Dean’s Update: Strategic Efforts to Help Contain Affordability of Higher Education
October 31, 2017
Popular media outlets have been shaping perceptions about the rising costs of higher education and even questioning the value of investing in getting a college education. Accordingly, many universities have taken an aggressive business approach to attracting customers and trying to accommodate their expectations for a college experience.
But the education industry has responsibilities core to its purpose: to better prepare people for a workforce that is evolving more and more into “knowledge industries” and to enable and share the results of research to advance society.

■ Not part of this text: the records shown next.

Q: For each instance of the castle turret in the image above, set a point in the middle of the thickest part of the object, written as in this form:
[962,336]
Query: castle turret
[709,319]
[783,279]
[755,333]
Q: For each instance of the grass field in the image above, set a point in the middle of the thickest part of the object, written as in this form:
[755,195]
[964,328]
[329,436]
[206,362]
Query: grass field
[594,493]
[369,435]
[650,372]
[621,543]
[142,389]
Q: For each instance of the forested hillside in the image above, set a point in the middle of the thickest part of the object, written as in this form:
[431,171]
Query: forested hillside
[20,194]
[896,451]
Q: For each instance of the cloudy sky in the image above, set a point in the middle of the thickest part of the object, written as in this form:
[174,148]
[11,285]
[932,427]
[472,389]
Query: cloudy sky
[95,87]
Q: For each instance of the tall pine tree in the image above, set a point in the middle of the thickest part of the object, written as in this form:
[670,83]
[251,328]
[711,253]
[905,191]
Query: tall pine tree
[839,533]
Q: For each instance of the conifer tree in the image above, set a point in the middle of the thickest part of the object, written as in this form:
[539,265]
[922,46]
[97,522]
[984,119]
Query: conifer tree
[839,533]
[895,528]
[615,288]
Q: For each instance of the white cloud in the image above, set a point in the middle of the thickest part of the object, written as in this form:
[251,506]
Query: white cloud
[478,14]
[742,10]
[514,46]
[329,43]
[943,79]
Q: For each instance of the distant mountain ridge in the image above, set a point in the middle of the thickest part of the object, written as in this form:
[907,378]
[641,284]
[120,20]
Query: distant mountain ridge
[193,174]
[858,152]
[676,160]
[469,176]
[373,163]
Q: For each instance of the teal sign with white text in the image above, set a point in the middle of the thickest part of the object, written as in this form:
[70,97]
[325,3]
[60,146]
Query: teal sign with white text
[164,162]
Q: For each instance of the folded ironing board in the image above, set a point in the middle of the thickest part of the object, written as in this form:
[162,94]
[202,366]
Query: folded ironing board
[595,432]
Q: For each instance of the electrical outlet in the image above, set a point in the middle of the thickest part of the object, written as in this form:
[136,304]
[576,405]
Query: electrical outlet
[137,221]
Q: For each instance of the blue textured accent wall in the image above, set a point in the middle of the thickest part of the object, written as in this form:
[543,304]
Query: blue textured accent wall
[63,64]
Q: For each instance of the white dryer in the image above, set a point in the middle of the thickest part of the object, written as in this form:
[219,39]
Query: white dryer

Both objectives require access to more than just the popular press and Internet “factoids.” Ensuring access to authoritative information and scholarship is the domain of most academic libraries, and it is also a venue by which they can contribute to contain the affordability of higher education.
At Drexel, the Libraries has highlighted its focus for the next five years in a refreshed version of its Strategic Plan, now calibrated for 2017 - 2022. The four core obligations we articulated in 2012 still guide the Libraries’ transformation into a destination for becoming and being a life-long learner. These include:
1) Ensuring ACCESS to ideas and authoritative information sources,
2) Creating and assessing LEARNING ENVIRONMENTS in physical and cyber spaces,
3) Deepening Drexel’s CONNECTIONS with scholarship, and
4) Modeling a collaborative, client-focused, data-driven and entrepreneurial ORGANIZATION.
Now, we work to embed the Libraries more firmly in the University’s infrastructure and to effectively contribute to Drexel’s mission and ambitions.
In the next three issues of our In Circulation newsletter, we will feature just a few of the initiatives that illustrate how we plan to reach these goals. More specifically, our new objectives that are aligned with challenges in higher education include:
1) Contain affordability of higher education
2) Shape future scholarship
3) Inspire a life-long quest of learning
This month, we highlight the first of these bodacious challenges: containing the affordability of education.
For one, we have roughly estimated a major tenfold savings for Drexel faculty, students and staff to access the 384,096 online resources available through the Libraries’ negotiation of licenses with publishers and vendors or through collaborative efforts with other libraries.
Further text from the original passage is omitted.